Diane Lane is a class act. Even after a full day of doing press for her film, UNDER THE TUSCAN SUN, she was gracious, articulate, and even playful. But make no mistake, this is a woman who takes her craft very seriously, something that comes across in every performance. When we talked on August 22, 2003, topics included gender issues in film, the importance of just the right hair style and one of my favorite films of hers, A WALK ON THE MOON.
Diane Lane can channel feeling with such conviction, with such clarity, and with such purity that she seems to be living each emotion with every fiber of her being and, more, makes us in the audience feel it, too. If Julia Roberts et als have the glitz and the buzz, Lane has the raw talent and delivers it in every performance.

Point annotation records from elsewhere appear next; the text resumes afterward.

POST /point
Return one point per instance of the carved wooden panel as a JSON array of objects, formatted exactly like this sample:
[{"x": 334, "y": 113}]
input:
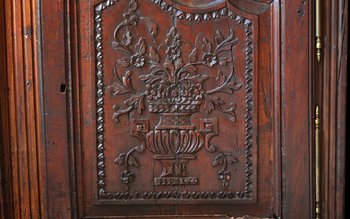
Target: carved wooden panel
[{"x": 170, "y": 104}]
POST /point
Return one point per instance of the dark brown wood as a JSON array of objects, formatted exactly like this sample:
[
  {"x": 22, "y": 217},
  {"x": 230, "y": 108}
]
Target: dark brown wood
[
  {"x": 129, "y": 108},
  {"x": 333, "y": 98},
  {"x": 19, "y": 110}
]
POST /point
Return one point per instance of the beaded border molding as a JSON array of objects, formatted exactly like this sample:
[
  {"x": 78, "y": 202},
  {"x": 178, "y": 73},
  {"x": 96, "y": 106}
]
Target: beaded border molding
[{"x": 175, "y": 195}]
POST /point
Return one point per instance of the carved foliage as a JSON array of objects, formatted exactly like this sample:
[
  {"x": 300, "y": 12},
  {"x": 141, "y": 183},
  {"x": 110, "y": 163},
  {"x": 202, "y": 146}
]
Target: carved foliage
[{"x": 173, "y": 86}]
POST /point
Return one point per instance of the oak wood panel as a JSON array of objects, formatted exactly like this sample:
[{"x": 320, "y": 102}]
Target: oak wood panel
[
  {"x": 21, "y": 89},
  {"x": 295, "y": 124},
  {"x": 332, "y": 97},
  {"x": 46, "y": 177},
  {"x": 87, "y": 111}
]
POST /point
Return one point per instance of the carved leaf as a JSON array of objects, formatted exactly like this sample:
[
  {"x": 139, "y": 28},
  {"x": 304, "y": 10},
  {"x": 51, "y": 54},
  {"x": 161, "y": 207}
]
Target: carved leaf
[
  {"x": 141, "y": 104},
  {"x": 151, "y": 26},
  {"x": 140, "y": 47},
  {"x": 132, "y": 161},
  {"x": 125, "y": 61},
  {"x": 132, "y": 5},
  {"x": 178, "y": 63},
  {"x": 206, "y": 45},
  {"x": 118, "y": 112},
  {"x": 168, "y": 64},
  {"x": 120, "y": 160},
  {"x": 136, "y": 101},
  {"x": 232, "y": 159},
  {"x": 198, "y": 78},
  {"x": 224, "y": 60},
  {"x": 221, "y": 78},
  {"x": 208, "y": 105},
  {"x": 218, "y": 37},
  {"x": 193, "y": 55},
  {"x": 218, "y": 160},
  {"x": 152, "y": 55},
  {"x": 127, "y": 80},
  {"x": 230, "y": 87},
  {"x": 127, "y": 38}
]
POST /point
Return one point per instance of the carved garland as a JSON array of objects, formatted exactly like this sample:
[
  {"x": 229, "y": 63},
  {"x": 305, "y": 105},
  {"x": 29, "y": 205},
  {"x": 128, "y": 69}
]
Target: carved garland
[{"x": 137, "y": 59}]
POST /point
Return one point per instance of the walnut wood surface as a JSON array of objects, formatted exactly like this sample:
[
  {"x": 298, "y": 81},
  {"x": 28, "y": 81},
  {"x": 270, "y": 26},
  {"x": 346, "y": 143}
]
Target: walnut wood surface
[{"x": 160, "y": 108}]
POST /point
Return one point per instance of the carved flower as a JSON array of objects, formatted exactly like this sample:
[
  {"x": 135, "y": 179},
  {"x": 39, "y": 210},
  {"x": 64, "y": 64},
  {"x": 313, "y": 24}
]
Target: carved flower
[
  {"x": 127, "y": 177},
  {"x": 210, "y": 59},
  {"x": 131, "y": 18},
  {"x": 137, "y": 60},
  {"x": 173, "y": 44},
  {"x": 224, "y": 175}
]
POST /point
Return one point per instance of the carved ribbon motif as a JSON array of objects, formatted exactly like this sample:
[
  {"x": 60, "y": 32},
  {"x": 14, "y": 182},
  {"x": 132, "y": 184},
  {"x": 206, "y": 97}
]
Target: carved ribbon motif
[{"x": 175, "y": 91}]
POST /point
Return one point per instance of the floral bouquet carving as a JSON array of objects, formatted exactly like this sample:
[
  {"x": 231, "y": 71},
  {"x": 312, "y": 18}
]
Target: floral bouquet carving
[{"x": 175, "y": 90}]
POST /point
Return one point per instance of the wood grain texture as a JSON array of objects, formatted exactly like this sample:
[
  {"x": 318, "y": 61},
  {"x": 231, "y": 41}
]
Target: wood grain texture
[
  {"x": 22, "y": 110},
  {"x": 334, "y": 81},
  {"x": 296, "y": 119},
  {"x": 54, "y": 167}
]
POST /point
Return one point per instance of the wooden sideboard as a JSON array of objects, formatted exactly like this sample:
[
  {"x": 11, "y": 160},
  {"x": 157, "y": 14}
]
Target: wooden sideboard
[{"x": 173, "y": 108}]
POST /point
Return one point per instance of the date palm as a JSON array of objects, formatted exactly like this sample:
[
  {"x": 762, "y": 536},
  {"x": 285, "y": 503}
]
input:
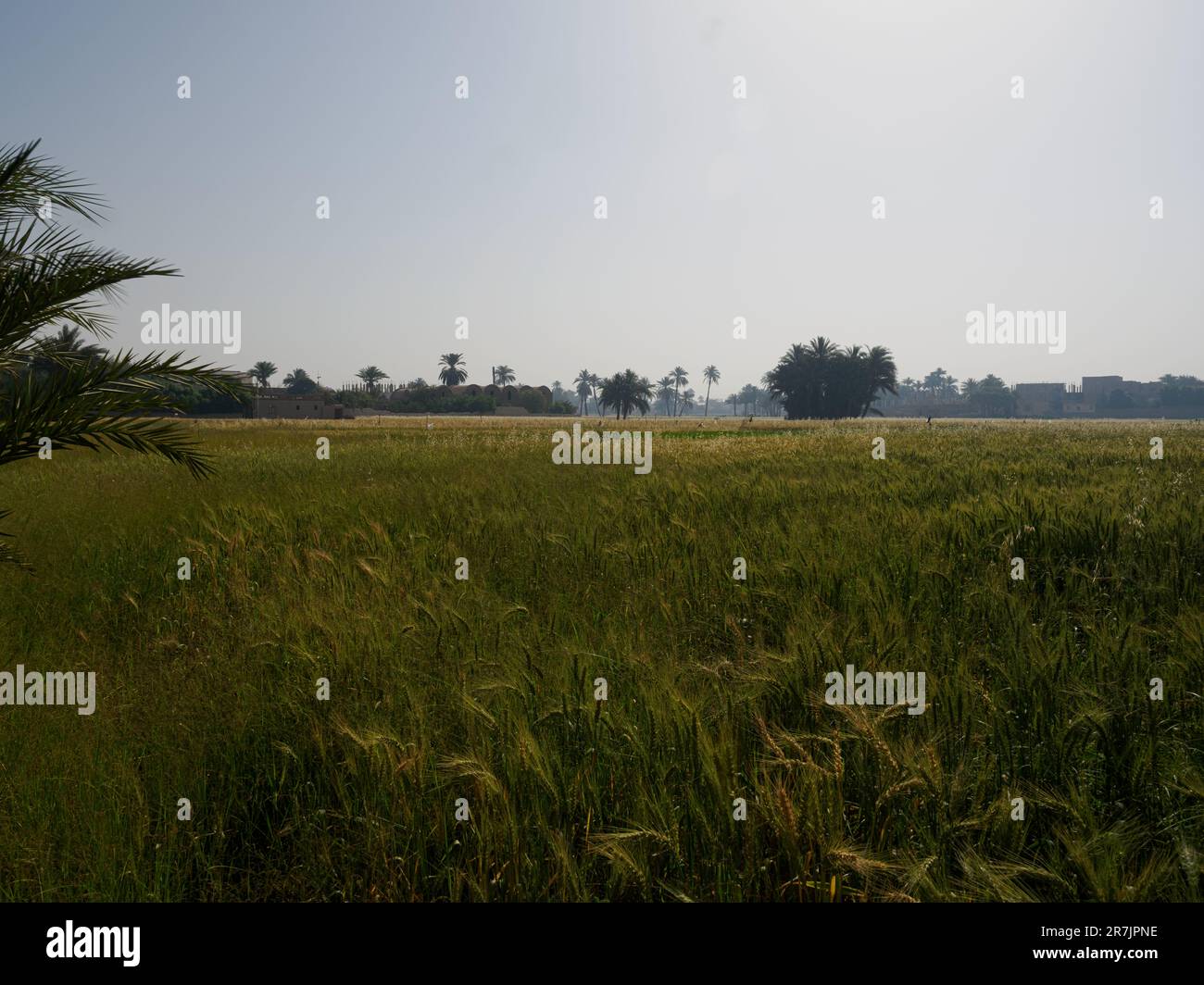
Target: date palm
[
  {"x": 584, "y": 380},
  {"x": 679, "y": 380},
  {"x": 453, "y": 371},
  {"x": 711, "y": 376},
  {"x": 665, "y": 391},
  {"x": 51, "y": 273},
  {"x": 300, "y": 381},
  {"x": 371, "y": 377},
  {"x": 263, "y": 372},
  {"x": 625, "y": 393}
]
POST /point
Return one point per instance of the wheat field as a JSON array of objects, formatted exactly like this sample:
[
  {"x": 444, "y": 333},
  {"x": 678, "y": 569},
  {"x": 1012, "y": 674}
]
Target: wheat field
[{"x": 477, "y": 696}]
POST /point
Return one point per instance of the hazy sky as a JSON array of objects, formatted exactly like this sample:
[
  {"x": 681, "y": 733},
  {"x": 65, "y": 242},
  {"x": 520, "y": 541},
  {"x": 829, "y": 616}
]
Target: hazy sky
[{"x": 718, "y": 207}]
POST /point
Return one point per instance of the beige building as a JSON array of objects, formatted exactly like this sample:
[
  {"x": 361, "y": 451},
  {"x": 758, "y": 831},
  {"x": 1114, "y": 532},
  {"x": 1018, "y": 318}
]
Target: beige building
[{"x": 276, "y": 405}]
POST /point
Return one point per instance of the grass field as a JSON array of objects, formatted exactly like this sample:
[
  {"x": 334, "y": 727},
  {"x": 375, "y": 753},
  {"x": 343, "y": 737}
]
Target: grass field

Readers of the book of the same name by Frances Mayes will find some radical changes from that work. Here Frances is not facing rebuilding a villa with her husband, but rather is on the short end of an ugly divorce. Sent on a gay bus tour of Italy by her lesbian best friends to restore her spirits, Frances is entranced by one of the small towns on the tour. The glorious scenery, a mysterious English woman wandering the open market dispensing cryptic advice, and a villa offered for sale provide an irresistible temptation and almost without realizing what she’s doing, Frances has leapt off the tour bus, bought the villa, and embarked on a new life that she could never have imagined.